[ 
https://issues.apache.org/jira/browse/HBASE-17069?page=com.atlassian.jira.plugin.system.issuetabpanels:comment-tabpanel&focusedCommentId=15879085#comment-15879085
 ] 

stack commented on HBASE-17069:
-------------------------------

Thanks [~abhishek.chouhan] I am enjoying reading your debug journeys. A 
miscounting of sequenceid

bq. The mutations are not empty, however we still were going the route of 
appending with inMemstore as false.

Am I reading in the wrong place, because seems like mutations have to be zero 
to go the 'false' route.

Its called PONR because along w/ the writes to hbase:meta, we send a prayer 
hoping we get to the next cleanup step (The new AM should help here).

bq.
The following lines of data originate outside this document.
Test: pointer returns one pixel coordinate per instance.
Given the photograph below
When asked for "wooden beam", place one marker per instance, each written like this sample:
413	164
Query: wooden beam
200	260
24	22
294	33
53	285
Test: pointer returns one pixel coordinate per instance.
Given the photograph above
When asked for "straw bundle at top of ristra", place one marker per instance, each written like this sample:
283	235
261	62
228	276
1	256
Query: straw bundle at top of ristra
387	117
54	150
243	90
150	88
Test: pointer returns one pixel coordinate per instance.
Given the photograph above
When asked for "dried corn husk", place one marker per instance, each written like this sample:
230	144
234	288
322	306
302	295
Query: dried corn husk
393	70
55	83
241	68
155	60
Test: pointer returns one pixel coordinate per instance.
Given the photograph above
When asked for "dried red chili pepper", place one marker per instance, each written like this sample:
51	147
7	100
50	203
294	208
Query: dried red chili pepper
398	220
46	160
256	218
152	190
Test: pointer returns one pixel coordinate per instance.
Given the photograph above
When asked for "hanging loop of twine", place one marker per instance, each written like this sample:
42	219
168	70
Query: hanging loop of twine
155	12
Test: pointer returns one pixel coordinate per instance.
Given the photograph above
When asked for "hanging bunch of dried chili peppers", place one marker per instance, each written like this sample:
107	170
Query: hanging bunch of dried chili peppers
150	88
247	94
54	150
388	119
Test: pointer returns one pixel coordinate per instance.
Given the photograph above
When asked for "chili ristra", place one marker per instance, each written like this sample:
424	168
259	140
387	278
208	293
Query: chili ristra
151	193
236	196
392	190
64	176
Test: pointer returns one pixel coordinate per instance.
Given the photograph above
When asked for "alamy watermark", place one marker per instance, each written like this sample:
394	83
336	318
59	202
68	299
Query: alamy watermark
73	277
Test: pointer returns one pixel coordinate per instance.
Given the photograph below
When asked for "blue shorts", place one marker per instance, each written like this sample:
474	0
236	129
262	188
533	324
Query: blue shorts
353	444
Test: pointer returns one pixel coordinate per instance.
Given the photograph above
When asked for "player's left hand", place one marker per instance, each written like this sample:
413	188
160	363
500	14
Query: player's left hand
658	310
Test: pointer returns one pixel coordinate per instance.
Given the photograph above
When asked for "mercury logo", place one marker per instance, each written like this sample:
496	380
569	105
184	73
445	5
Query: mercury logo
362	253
Now during the HRegionServer.postOpenDeployTasks we use 
MetaTableAccessor.updateRegionLocation() which doesn't have the hregioninfo

I wonder why the hregioninfo previously written doesn't 'shine through'... is 
the update of location writing null into the hregioninfo cell or is the read 
not allowing old versions of the hregioninfo cell in hbase:meta?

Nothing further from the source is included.